Now that we have the parsers we'll need for our syntax, we'll create classes to tag the syntax as we build our trees. This will help us distinguish a variable named `a` from the string literal `"a"`. 

In [48]:
class SyntaxElement:
    def __init__(self, value):
        self.value = value
    
    def __repr__(self):
        return f"{self.name} {self.value}"

In [49]:
class Literal(SyntaxElement):
    name = "Literal"

In [50]:
class Symbol(SyntaxElement):
    name = "Symbol"

Now, we can slap these labels onto the parsers we've created, and our abstract syntax tree parser is complete.

In [51]:
symbol = pmap(Symbol, code_word)

In [52]:
string_literal = pmap(Literal, quoted)

In [53]:
num_literal = pmap(Literal, number)

Note that operation and atom are mutually recursive because an operation contains many atoms, and an atom may be an operation. 

To help the Python interpreter sort this out, we'll modify our top-level choice combinator to accept suspended computations using lambdas to create ad hoc "thunks". More on this when we talk about our language's evaluation model.

In [54]:
operation = lambda atom: parens(sepby(whitespace, atom))

In [55]:
def lazy_choice(lps):
    def f(stream):
        for lp in lps:
            parsed, rest = lp()(stream)
            if parsed is not None:
                return parsed, rest
        
        return None, stream
    return f

In [56]:
atom = lazy_choice([ lambda: num_literal
                   , lambda: string_literal
                   , lambda: symbol
                   , lambda: operation(atom) ])

## Playing with Building ASTs

In [57]:
str(Literal(2))

'Literal 2'

In [58]:
Literal(2)

Literal 2

In [59]:
atom('(+ 1e-1 (a "b" c) ((+ 1 2) 3 4 5))')

([Symbol +,
  Literal 0.1,
  [Symbol a, Literal b, Symbol c],
  [[Symbol +, Literal 1, Literal 2], Literal 3, Literal 4, Literal 5]],
 '')

# So now what?

Now that we have a fully functioning lisp parser, we're ready to jump into evaluating our code! Not quite... 

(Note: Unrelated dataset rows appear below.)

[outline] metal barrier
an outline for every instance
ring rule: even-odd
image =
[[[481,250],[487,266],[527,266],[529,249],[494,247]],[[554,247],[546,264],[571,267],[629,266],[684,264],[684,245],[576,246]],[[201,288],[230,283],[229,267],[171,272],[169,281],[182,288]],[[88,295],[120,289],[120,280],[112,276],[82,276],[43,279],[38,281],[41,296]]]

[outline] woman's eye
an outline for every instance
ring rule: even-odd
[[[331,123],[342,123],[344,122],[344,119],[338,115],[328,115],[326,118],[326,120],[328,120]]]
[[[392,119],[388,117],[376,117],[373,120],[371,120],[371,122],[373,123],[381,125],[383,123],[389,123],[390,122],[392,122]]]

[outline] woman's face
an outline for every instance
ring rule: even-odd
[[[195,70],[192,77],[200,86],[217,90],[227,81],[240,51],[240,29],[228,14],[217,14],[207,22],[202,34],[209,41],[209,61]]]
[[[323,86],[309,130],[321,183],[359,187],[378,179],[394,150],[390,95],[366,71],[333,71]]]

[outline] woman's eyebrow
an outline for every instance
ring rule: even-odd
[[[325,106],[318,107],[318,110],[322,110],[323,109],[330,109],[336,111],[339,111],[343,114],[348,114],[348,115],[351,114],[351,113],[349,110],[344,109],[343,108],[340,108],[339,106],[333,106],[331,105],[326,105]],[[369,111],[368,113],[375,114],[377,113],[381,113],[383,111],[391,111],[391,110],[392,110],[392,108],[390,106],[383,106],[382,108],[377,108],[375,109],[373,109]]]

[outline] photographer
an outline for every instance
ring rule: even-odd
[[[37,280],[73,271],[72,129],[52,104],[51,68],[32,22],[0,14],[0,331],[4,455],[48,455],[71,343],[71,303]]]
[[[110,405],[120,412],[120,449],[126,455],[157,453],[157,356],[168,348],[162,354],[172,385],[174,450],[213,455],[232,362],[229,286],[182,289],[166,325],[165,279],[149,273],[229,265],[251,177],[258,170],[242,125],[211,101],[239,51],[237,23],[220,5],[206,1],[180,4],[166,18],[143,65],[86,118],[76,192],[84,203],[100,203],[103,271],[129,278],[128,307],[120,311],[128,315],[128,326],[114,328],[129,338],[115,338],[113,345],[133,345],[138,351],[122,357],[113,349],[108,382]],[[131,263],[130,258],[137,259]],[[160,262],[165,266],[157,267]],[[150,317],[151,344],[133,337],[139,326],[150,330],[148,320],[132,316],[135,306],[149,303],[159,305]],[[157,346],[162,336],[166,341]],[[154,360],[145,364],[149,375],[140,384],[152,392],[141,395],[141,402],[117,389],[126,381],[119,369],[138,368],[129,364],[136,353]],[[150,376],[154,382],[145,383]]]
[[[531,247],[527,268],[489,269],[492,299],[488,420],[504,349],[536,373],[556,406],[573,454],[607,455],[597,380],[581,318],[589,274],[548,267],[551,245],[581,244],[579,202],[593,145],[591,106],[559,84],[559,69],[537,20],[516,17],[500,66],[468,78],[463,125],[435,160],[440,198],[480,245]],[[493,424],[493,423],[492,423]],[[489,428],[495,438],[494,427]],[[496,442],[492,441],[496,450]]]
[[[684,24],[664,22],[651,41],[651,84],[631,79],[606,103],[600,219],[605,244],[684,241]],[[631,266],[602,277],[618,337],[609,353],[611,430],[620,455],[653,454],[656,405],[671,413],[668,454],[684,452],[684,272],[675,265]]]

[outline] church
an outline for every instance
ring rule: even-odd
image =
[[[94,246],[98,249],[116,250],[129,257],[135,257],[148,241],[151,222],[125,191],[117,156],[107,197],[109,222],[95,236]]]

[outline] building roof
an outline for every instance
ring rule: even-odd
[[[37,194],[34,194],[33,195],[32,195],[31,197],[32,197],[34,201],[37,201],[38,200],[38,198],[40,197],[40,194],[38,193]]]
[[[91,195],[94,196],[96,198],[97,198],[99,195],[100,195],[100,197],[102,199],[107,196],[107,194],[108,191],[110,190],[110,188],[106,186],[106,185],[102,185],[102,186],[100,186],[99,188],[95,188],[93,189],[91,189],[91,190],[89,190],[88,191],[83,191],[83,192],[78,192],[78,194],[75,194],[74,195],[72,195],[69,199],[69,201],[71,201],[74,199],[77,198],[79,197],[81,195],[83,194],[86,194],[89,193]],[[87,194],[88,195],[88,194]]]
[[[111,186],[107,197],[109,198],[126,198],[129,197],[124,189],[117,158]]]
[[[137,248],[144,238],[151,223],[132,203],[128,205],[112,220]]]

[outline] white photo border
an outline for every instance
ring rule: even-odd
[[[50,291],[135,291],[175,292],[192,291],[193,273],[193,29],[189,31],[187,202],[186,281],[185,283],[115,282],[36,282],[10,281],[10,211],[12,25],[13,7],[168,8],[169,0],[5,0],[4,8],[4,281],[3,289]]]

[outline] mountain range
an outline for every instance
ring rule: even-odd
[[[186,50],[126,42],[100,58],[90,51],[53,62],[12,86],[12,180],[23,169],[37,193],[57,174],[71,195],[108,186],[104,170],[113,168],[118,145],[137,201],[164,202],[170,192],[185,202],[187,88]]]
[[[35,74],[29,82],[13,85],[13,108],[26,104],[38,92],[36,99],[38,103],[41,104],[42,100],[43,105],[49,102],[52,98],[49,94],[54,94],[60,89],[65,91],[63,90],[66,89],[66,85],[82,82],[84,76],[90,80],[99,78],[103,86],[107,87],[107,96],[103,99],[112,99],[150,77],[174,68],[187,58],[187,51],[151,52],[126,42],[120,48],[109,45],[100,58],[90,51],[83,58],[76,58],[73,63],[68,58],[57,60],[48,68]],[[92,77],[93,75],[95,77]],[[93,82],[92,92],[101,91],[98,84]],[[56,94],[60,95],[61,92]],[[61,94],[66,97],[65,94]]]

Before our evaluator can start digesting our code, we have to cook it into something our runtime system can eat.

Exactly how much preparation we do in this "cooking" phase is determined by whether we want our language to be interpreted or compiled.

It all boils down (no pun intended) to exactly how picky of an eater our runtime system is. A CPU, for example, is the most discerning consumer of code, requiring the operations it executes to be spoon-fed to it -- forcing repetition and unreadability in exchange for simplicity of language components. Like an internal combustion engine, the fuel that is pumped into it must be refined almost beyond recognition, so that the parts it contains are so small and uniform that they can be processed by simple mechanical action.

A goat, on the other hand, is famous for eating indiscriminately, [caring little](https://zooatlanta.org/what-goats-really-eat/) whether its food comes from a trough, a lawn, or [the bark of a tree](https://www.youtube.com/watch?v=JGYUnaNIAZ4). This is because a goat carries within itself the machinery to break down a much wider palette of food into usable energy. Runtime evaluation systems that behave like goats need little refinement in the information they consume because they have built-in methods for breaking down complex syntax into usable instructions.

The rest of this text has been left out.